Four genes (NEBL, C10orf114, C10orf140 and MLLT10) were significantly overexpressed in EOC cell lines compared to normal tissues (P≤0.01) of which two, C10orf114, and MLLT10, also showed elevated overexpression in primary EOCs (Figure 3). Correlations between gene expression and DNA copy number variation at this locus in primary EOCs suggest that overexpression of the C10orf114 and MLLT10 genes are driven by copy number variation. NEBL is the only gene with reported mutations in ovarian cancer (Supplementary fig. 10). Together, these data suggest that NEBL, C10orf114, C10orf140 and MLLT10 gene may all play a role in ovarian cancer development, and any of these four genes could be the target susceptibility gene at this locus. However, there is no other evidence to implicate C10orf114 or C10orf140 in EOC or to suggest a rationale that may underlie disease susceptibility. More is known about the function of NEBL and MLLT10 although neither gene has previously been implicated in ovarian cancer.
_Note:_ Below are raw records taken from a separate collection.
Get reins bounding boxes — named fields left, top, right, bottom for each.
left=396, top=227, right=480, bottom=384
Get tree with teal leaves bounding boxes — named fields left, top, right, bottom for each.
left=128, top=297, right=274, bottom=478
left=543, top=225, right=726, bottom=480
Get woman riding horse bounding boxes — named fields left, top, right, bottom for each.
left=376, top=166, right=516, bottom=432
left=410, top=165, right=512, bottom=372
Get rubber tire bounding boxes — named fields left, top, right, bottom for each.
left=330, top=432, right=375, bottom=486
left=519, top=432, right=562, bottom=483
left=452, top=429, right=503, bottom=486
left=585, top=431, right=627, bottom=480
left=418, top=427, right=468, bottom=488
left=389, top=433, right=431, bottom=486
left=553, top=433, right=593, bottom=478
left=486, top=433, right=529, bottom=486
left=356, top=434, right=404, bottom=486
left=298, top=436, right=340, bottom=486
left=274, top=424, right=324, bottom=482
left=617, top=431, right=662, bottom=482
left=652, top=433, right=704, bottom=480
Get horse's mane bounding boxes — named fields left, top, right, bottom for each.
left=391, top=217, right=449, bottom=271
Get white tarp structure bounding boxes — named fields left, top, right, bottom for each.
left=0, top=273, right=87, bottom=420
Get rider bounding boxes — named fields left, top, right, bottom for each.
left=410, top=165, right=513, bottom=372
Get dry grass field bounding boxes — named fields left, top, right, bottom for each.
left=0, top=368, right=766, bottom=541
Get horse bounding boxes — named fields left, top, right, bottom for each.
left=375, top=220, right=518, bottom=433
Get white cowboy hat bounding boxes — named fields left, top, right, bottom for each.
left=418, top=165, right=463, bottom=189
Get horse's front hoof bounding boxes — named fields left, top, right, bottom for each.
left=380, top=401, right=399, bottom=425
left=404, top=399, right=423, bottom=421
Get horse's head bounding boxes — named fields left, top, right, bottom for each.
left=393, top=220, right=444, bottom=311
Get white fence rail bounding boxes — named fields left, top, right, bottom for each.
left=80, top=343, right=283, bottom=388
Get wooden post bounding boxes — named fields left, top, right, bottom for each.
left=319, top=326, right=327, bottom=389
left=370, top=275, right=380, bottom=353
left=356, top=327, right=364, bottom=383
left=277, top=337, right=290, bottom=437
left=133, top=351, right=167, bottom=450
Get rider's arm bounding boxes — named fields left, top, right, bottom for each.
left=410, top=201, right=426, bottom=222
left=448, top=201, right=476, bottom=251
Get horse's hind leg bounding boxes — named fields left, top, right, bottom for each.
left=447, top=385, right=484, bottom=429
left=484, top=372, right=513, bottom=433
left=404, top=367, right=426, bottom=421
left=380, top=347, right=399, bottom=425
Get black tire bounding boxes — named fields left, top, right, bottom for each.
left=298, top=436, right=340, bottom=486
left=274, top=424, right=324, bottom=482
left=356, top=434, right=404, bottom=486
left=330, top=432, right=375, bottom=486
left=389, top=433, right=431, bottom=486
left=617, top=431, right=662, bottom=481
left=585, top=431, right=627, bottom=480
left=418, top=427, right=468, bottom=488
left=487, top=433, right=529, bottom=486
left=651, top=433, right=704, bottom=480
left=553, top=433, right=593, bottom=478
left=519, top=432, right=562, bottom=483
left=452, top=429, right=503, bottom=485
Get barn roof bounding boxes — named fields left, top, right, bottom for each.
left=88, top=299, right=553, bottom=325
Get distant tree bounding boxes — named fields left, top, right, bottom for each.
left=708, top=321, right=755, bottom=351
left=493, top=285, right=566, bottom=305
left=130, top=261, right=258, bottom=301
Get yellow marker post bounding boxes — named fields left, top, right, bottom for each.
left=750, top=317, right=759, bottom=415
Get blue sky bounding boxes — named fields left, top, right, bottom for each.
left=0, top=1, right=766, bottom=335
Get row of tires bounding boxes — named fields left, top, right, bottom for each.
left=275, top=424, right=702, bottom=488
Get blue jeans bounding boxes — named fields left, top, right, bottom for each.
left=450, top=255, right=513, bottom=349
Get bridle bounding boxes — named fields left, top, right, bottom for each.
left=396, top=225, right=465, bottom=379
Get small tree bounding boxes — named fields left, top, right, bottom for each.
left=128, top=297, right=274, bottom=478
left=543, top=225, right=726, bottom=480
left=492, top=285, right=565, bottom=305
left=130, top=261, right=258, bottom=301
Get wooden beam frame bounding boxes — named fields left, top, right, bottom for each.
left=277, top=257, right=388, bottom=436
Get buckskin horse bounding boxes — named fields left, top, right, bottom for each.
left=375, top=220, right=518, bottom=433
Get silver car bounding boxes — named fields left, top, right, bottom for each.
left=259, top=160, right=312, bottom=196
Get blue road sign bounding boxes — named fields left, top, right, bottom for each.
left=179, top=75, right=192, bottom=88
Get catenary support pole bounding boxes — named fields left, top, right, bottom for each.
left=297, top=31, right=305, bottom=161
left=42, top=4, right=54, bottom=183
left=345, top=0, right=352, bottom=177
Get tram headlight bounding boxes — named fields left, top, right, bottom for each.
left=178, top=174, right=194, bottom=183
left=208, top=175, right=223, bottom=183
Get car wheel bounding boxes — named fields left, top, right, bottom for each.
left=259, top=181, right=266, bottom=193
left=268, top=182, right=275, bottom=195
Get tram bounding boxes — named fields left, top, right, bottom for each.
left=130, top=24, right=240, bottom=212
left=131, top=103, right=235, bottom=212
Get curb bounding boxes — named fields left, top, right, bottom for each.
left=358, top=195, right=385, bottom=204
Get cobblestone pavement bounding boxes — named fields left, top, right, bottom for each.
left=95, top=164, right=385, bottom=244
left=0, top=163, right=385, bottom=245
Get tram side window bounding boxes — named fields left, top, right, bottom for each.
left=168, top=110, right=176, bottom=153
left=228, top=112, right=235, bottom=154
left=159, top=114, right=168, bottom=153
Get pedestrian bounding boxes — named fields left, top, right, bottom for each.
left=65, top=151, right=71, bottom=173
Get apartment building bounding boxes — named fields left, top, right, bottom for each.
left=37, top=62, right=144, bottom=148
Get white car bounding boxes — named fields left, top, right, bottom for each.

MLLT10 (mixed-lineage leukemia (trithorax homolog, Drosophila) translocated to 10) encodes a transcription factor and has been identified as a partner gene involved in several chromosomal rearrangements resulting in leukaemia16. More than 60 MLL fusion partner genes have been described at the molecular level, including a recently reported fusion NEBL-MLL17. NEBL (Nebulette) encodes a nebulin like protein that is abundantly expressed in cardiac muscle, and has been implicated in the genetics of sudden cardiac death syndrome and cardiac remodeling18. This evidence does not support directly a role for these genes in ovarian cancer, but the first common gene-fusion in serous ovarian cancers (ESRRA-C11orf20 ) has been reported recently and provides an underlying hypothesis for the involvement of genes at this locus in EOC development19.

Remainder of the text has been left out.